My version of eido (0.1.4) reports no errors if I run through the command line either:

$ eido validate config.yaml -s schema.yaml --exclude-case
Validation successful
nsheff commented 3 years ago

I've skimmed through this PR and I only see a call to eido.validate_project function, which only asserts the existence of the attribute. eido.validate_inputs is the one that uses the required_files schema attribute.

Well, this might be something we need to update in Snakemake... but it won't matter if there's no way for eido to assert subsample files exist, right? So, there are two problems, one on each side.

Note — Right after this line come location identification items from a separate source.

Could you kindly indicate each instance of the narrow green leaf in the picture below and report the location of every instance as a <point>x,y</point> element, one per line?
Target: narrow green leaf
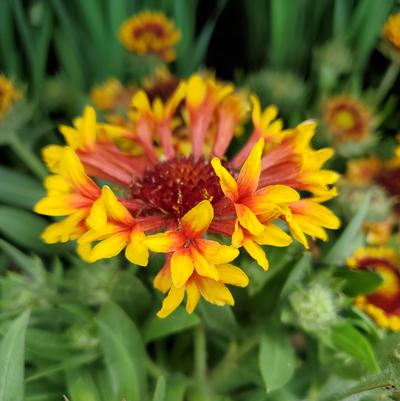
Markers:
<point>346,338</point>
<point>12,350</point>
<point>276,359</point>
<point>359,282</point>
<point>124,353</point>
<point>159,392</point>
<point>349,239</point>
<point>178,321</point>
<point>81,386</point>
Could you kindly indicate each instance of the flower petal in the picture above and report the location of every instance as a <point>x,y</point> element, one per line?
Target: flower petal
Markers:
<point>136,252</point>
<point>171,302</point>
<point>164,242</point>
<point>193,296</point>
<point>248,219</point>
<point>227,182</point>
<point>215,292</point>
<point>197,220</point>
<point>109,247</point>
<point>202,265</point>
<point>216,253</point>
<point>250,172</point>
<point>181,267</point>
<point>230,274</point>
<point>273,235</point>
<point>256,252</point>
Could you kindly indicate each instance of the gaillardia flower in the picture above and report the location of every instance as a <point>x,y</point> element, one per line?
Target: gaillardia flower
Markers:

stolarczyk commented 2 years ago

there's no way for eido to assert subsample files exist

That's not true. As I've mentioned above, by using the validate_inputs function it is possible to capture missing files that are sample attributes coming from a subsample_table.

The function behaves differently though, which was dictated by our use case in looper. Instead of raising an exception, it records missing files. Here's an example:

validate_inputs(sample=p.samples[0], schema="schema.yaml")

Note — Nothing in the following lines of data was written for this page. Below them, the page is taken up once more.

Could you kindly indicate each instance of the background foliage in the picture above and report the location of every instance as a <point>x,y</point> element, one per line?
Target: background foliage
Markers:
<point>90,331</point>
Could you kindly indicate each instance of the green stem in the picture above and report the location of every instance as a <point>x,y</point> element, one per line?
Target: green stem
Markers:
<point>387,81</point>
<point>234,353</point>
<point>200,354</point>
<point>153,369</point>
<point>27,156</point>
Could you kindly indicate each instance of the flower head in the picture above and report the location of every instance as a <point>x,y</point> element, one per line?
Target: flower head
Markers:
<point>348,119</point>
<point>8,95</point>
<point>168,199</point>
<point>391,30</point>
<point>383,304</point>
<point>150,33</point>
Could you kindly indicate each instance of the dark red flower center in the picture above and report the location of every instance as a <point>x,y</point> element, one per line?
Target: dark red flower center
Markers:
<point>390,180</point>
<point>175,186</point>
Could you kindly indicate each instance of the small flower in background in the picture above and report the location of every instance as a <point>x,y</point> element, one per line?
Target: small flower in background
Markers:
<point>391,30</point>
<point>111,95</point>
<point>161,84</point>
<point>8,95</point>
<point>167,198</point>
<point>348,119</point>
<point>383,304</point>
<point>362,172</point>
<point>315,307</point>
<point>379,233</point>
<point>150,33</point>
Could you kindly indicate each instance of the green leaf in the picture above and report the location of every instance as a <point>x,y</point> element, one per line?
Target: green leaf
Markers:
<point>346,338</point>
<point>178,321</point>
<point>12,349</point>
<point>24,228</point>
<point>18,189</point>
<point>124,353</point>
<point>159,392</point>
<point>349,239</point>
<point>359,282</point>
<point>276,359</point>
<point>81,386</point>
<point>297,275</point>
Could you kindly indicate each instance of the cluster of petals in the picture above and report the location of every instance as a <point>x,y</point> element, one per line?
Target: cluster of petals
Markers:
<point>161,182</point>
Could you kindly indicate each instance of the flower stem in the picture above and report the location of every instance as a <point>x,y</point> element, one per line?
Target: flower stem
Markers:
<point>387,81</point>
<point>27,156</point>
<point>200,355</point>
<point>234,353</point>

1 input files missing, job input size was not calculated accurately

Out[5]: 
{'missing': ['/Users/mstolarczyk/Desktop/testing/eido/file11A.txt'],
 'required_inputs': {'/Users/mstolarczyk/Desktop/testing/eido/file11A.txt',
  '/Users/mstolarczyk/Desktop/testing/eido/file11B.txt',
  '/Users/mstolarczyk/Desktop/testing/eido/file12A.txt',
  '/Users/mstolarczyk/Desktop/testing/eido/file12B.txt'},
 'all_inputs': {'/Users/mstolarczyk/Desktop/testing/eido/file11A.txt',
  '/Users/mstolarczyk/Desktop/testing/eido/file11B.txt',
  '/Users/mstolarczyk/Desktop/testing/eido/file12A.txt',
  '/Users/mstolarczyk/Desktop/testing/eido/file12B.txt'},
 'input_file_size': 0.0}

So based on this output it is the responsibility of the client software to decide what to do in case one or more files are missing.

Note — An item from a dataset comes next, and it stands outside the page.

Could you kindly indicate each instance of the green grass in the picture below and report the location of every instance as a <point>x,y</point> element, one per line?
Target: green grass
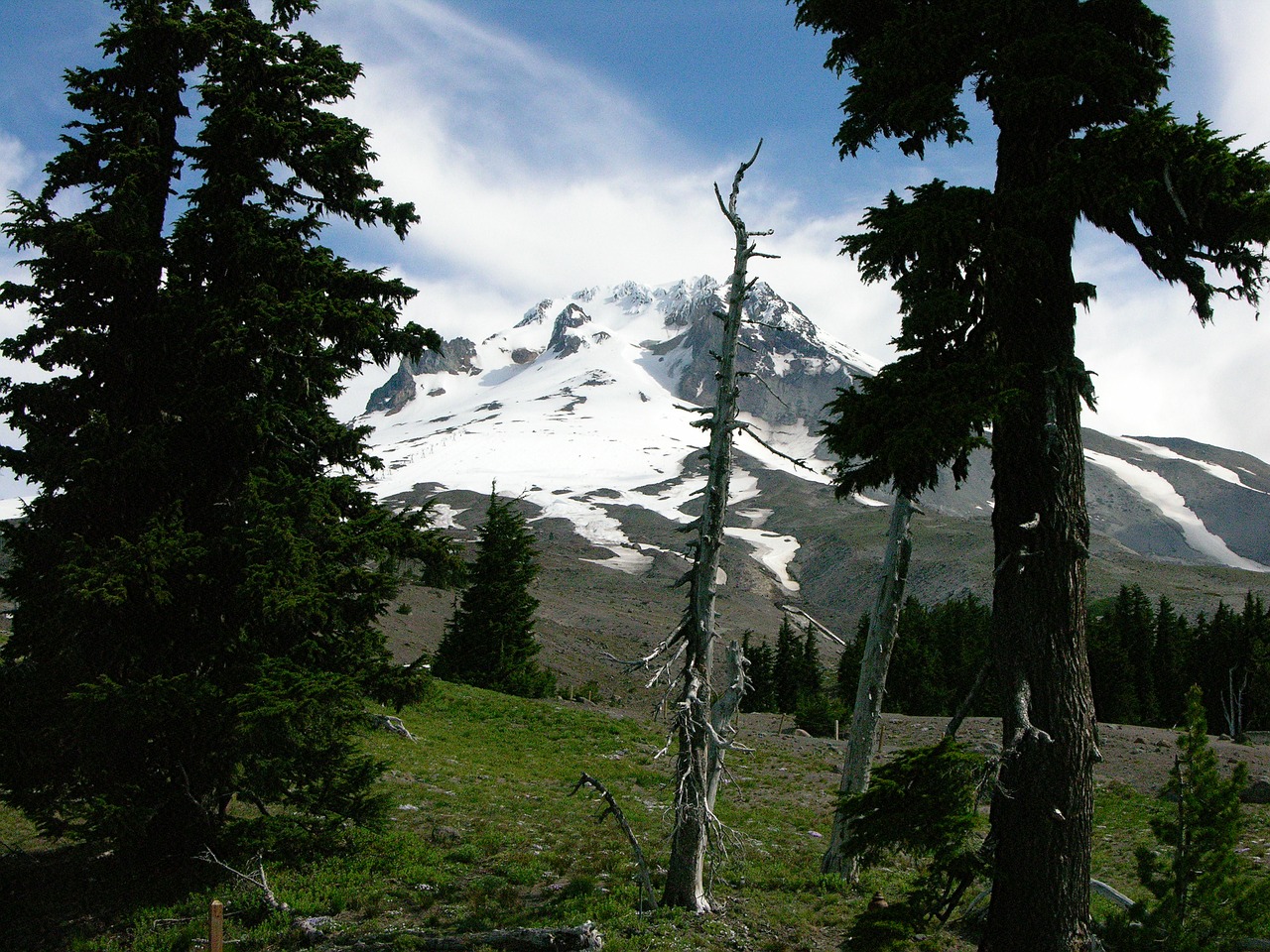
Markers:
<point>481,833</point>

I used the same PEP and schema as above for this example except the subsample_table.csv, which now lists the actual paths:

sample_name,subsample_name,read1,read2
sample1,A,/Users/mstolarczyk/Desktop/testing/eido/file11A.txt,/Users/mstolarczyk/Desktop/testing/eido/file12A.txt
sample1,B,/Users/mstolarczyk/Desktop/testing/eido/file11B.txt,/Users/mstolarczyk/Desktop/testing/eido/file12B.txt
sample2,A,/Users/mstolarczyk/Desktop/testing/eido/file21A.txt,/Users/mstolarczyk/Desktop/testing/eido/file22A.txt
sample2,B,/Users/mstolarczyk/Desktop/testing/eido/file21B.txt,/Users/mstolarczyk/Desktop/testing/eido/file22B.txt
~ ls

file11B.txt         file12B.txt         file21B.txt         file22B.txt         schema.yaml
cfg.yaml            file12A.txt         file21A.txt         file22A.txt         sample_table.csv    subsample_table.csv

note the missing file11A.txt file above

nsheff commented 2 years ago

I don't quite understand -- You're saying it passes the validation, even when a file listed as required is not present, right? To me, that's clearly a problem. But your PR addresses this, then? So now if the subsample file doesn't exist it will not validate, correct?

Redmar-van-den-Berg commented 1 year ago

Is there any news on this? I run into the same problem using eido directly, where the validation passes even though the files are missing. This would be a really nice feature to have in eido itself.

nsheff commented 1 year ago

This should work on eido v0.2.0 to be released today.